Меня зовут Натаниэль Уингейт Писли; для тех, кто помнит газетную писанину из времен их родителей или записки и статьи в журналах по психологии лет шесть-семь тому назад, станет ясно и кто я, и каков род моих занятий. В печати было множество подробностей моей странной амнезии 1908–1913 годов, и немалый шум поднялся вокруг преданий ужаса, безумия и ведовства, таимых ветхозаветным городком в Массачусетсе, бывшим тогда и остающимся поныне местом моего пребывания. Я бы, однако, хотел довести до сведения, что ни в наследственности у меня, ни в ранние годы жизни не было никакого безумия, ничего зловещего. Факт этот является крайне важным, имея в виду ту тень, что настигла меня столь внезапно.
Века, вынашивающие свой темный гнет, возможно, и наделили готовый пойти прахом, наваждаемый слухами Аркхэм некоей особенной уязвимостью в отношении подобных теней, но и это видится сомнительным в свете тех других случаев, каковые мне пришлось впоследствии изучить. Но суть состоит в том, что ни в предыстории моего рождения, ни в моем окружении не было никаких отклонений от нормы. Постигшее меня нагрянуло не отсюда — откуда же, я и теперь не решусь утверждать напрямик.

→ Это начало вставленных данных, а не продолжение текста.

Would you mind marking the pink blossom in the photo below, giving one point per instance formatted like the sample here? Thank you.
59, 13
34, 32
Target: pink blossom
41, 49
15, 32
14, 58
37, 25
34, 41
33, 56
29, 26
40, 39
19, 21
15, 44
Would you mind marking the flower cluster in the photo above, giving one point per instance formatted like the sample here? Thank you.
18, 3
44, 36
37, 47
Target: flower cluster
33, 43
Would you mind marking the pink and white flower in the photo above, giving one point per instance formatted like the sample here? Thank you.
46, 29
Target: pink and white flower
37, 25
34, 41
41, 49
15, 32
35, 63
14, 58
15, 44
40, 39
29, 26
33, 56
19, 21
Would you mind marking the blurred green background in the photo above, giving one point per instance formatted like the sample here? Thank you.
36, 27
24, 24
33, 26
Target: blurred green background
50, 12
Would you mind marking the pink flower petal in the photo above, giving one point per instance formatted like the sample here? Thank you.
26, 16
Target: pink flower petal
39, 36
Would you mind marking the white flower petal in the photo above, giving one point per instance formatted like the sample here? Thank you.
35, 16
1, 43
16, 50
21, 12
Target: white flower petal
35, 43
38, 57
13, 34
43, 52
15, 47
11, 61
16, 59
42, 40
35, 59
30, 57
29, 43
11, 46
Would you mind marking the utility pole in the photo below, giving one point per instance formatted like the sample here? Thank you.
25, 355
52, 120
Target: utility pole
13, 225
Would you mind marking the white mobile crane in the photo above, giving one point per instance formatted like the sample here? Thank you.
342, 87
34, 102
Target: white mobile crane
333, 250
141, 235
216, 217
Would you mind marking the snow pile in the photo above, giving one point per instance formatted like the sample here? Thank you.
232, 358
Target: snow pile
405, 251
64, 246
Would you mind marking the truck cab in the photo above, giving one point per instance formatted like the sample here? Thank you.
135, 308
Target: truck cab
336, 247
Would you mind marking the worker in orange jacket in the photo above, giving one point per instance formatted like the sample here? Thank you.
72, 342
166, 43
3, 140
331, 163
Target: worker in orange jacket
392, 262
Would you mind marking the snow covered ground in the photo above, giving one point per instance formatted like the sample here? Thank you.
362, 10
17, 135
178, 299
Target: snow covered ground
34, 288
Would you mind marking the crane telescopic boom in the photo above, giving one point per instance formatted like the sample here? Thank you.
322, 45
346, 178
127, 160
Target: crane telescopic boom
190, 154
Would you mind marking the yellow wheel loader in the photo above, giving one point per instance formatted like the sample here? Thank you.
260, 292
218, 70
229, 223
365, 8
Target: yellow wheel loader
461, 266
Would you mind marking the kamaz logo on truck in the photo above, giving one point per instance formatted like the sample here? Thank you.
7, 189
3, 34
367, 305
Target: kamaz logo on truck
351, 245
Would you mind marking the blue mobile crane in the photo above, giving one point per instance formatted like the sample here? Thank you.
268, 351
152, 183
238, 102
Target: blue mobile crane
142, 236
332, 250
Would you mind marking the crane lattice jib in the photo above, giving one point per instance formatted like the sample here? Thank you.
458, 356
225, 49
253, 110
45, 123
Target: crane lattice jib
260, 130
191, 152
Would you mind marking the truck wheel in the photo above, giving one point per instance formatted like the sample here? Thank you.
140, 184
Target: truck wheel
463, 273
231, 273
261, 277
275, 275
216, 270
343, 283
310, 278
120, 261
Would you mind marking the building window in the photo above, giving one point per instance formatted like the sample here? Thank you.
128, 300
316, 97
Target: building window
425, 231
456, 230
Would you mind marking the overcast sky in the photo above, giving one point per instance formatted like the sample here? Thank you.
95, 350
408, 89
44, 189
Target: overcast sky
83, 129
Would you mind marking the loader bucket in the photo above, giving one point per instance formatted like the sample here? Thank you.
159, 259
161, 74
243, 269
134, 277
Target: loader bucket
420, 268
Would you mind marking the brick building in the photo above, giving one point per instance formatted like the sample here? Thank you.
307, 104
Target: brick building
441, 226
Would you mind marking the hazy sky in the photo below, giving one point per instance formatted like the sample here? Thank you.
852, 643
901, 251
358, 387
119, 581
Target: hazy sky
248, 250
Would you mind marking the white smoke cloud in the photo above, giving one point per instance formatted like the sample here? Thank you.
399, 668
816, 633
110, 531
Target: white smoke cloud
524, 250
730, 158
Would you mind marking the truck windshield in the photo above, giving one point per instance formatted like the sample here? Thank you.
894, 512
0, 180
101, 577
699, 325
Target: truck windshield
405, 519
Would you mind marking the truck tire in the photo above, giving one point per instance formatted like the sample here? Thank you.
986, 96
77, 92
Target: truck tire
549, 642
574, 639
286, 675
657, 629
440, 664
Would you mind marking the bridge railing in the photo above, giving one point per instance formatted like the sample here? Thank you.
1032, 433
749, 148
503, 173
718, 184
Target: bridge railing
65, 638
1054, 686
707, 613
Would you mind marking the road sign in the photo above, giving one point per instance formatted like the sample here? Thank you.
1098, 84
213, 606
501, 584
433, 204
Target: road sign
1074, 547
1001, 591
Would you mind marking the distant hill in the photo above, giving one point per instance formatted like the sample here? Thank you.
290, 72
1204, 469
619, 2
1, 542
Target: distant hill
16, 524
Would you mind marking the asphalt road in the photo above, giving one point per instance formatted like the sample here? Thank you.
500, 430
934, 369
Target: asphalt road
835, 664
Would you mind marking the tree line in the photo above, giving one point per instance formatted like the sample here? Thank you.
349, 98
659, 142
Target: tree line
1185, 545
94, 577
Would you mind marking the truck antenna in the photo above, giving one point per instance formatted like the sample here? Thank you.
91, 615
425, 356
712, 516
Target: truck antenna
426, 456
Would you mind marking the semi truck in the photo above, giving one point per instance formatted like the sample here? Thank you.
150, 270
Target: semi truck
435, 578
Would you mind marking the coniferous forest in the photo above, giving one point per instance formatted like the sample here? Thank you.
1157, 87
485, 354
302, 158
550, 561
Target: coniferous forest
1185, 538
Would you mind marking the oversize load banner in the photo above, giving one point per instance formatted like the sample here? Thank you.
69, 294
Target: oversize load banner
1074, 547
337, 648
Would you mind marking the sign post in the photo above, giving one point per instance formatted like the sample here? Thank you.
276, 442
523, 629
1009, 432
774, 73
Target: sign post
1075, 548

Мои родители Джонатан и Хэнна (Уингейт) Писли — оба из Хэвер-Хилла, из доброго старого рода. Я родился и вырос в Хэвер-Хилле — в старинной усадьбе на Бодмэн-стрит близ Голден-Хилла — и перебрался в Аркхэм лишь в 1895 году, когда приступил к чтению курса политической экономии в университете Мискатоника.
Еще тринадцать лет жизнь моя протекала беспечально и гладко. В 1896 году я женился на Алисе Кизар из Хэвер-Хилла, и трое моих детей, Роберт, Уингейт и Хэнна, родились соответственно в 1898, 1900 и 1903 годах. В 1898 году я стал доцентом, а в 1902-м профессором. Никогда не проявлял я ни малейшего интереса ни к оккультизму, ни к паранормальной психологии.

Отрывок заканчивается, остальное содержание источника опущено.